1.  **Timestamp Accuracy:** Subtitle timestamps may exhibit inaccuracies. This is an inherent characteristic of the Gemini AI model.
    *   Observations indicate that shorter video segments generally lead to improved timestamp accuracy.
    *   Requesting second-level precision for timestamps generally yields more accurate results compared to millisecond-level precision from the model. Consequently, the current implementation is designed to request second-level timestamps.

2.  **AI Hallucinations:** Like all AI models, Gemini may occasionally produce "hallucinations" or inaccurate information. This is a known characteristic of current AI technology.

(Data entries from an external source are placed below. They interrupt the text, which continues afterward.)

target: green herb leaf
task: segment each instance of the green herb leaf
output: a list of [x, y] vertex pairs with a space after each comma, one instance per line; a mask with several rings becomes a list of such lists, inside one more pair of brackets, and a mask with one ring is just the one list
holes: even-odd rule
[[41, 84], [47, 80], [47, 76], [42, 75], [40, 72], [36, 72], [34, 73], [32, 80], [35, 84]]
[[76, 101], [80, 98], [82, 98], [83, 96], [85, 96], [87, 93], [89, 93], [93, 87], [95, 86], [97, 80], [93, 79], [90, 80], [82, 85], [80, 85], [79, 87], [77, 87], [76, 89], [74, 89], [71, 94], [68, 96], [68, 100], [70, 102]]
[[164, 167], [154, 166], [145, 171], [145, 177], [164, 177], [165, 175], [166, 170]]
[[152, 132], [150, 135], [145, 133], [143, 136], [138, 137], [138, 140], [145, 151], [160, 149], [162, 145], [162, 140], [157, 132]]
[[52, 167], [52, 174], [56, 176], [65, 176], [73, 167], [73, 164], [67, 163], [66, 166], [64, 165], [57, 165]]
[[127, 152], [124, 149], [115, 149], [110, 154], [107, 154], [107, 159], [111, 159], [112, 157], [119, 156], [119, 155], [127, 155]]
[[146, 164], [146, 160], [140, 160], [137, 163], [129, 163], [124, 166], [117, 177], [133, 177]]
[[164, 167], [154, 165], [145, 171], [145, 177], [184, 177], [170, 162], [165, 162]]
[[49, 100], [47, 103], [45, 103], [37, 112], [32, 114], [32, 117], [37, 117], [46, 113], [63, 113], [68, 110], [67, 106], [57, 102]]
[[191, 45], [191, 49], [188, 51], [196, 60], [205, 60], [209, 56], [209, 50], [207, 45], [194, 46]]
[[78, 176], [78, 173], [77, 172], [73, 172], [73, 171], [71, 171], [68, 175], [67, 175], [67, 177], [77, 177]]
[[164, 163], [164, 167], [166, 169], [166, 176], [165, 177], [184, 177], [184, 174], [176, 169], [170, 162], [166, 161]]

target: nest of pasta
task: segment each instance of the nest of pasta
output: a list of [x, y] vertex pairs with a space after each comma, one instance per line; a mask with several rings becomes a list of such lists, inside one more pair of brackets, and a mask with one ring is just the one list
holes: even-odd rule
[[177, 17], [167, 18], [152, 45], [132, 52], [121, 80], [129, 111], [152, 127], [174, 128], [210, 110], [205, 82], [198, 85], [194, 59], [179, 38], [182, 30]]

If you encounter issues related to these limitations, consider re-processing specific video segments as detailed in the "Re-processing Specific Video Segments" section below.

---

## Re-processing Specific Video Segments
Intermediate files generated during processing are stored in the temporary directory, which defaults to `tmp_<input_file_name>` but can be specified using the `--temp_dir` CLI flag. 
Users can examine these `part_XXX.json` files within this directory to review the AI's results for individual segments. 
To re-process a specific video segment, simply delete its corresponding `part_XXX.json` file. 
Upon subsequent execution, the script will automatically re-process only those segments for which the `part_XXX.json` file is absent.